Bolesław Drapella. Fot. Wojciech Gardaś

I adhere to the principle that it’s better to ask for forgiveness than consent – says Bolesław Drapella, an innovator and pioneer in mobile solutions for the real estate industry in Poland, the founder and former CEO of the Morizon Group, and owner of the online service RoomAuction.com.

He enjoys challenges, and his professional life has been a continuing success story. He treats the few failures he has had as valuable lessons. To start up his own first online service, Room-Auction.com, he left Poland for two years and found employment in a hotel in the UK, getting to know the hotel industry from the bottom up. He began the service for booking hotel rooms back in 2003. But he "drifted" in the virtual world for a decade before taking off with a new formula.

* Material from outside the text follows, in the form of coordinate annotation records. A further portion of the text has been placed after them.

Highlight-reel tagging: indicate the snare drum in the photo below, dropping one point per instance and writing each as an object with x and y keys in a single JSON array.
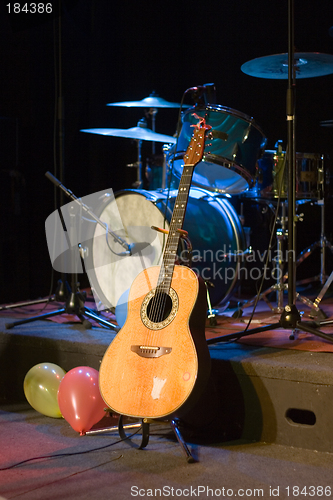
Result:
[
  {"x": 273, "y": 175},
  {"x": 230, "y": 156},
  {"x": 214, "y": 230}
]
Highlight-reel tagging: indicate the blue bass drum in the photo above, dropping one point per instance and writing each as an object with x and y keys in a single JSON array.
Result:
[{"x": 235, "y": 143}]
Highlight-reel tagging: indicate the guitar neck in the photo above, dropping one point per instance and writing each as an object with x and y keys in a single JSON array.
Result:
[{"x": 193, "y": 155}]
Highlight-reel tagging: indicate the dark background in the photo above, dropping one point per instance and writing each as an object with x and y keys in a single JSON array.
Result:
[{"x": 122, "y": 51}]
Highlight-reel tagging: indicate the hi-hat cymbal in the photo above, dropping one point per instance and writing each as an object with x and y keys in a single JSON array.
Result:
[
  {"x": 307, "y": 65},
  {"x": 139, "y": 133},
  {"x": 149, "y": 102}
]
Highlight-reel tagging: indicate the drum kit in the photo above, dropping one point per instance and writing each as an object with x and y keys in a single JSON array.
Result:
[{"x": 235, "y": 162}]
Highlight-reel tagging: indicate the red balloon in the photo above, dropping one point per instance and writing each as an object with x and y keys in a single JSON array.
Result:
[{"x": 79, "y": 399}]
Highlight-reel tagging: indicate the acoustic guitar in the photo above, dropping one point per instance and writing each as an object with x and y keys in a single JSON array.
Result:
[{"x": 158, "y": 364}]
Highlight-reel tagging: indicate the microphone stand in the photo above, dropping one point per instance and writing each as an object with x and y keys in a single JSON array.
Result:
[
  {"x": 290, "y": 317},
  {"x": 74, "y": 298}
]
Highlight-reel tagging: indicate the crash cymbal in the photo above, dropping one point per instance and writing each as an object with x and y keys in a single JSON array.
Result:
[
  {"x": 326, "y": 123},
  {"x": 307, "y": 65},
  {"x": 149, "y": 102},
  {"x": 139, "y": 133}
]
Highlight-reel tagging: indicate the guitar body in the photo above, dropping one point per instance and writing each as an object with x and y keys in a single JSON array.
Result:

Along the way, Drapella set up other web projects, mainly on the borderline between e-commerce and the real estate industry, including Morizon. He currently runs three businesses – the above mentioned RoomAuction.com, Recamp and AirHelp. The latter is real dynamite.

From zero to the stock exchange

A good example of Drapella’s effectiveness in developing businesses is Morizon. When he took over the company six years ago, it had three employees, and revenues amounting to just 4 thousand zloties a month. When in the autumn of 2014, he handed the company over to his successors, it employed 70 people, revenues had reached 14 million zloties a year, and profits were 2.5 million zloties. It had become one of Poland’s top three intermediaries in online sales of real estate. – This has been my biggest success and the biggest challenge in my professional career – admits Drapella.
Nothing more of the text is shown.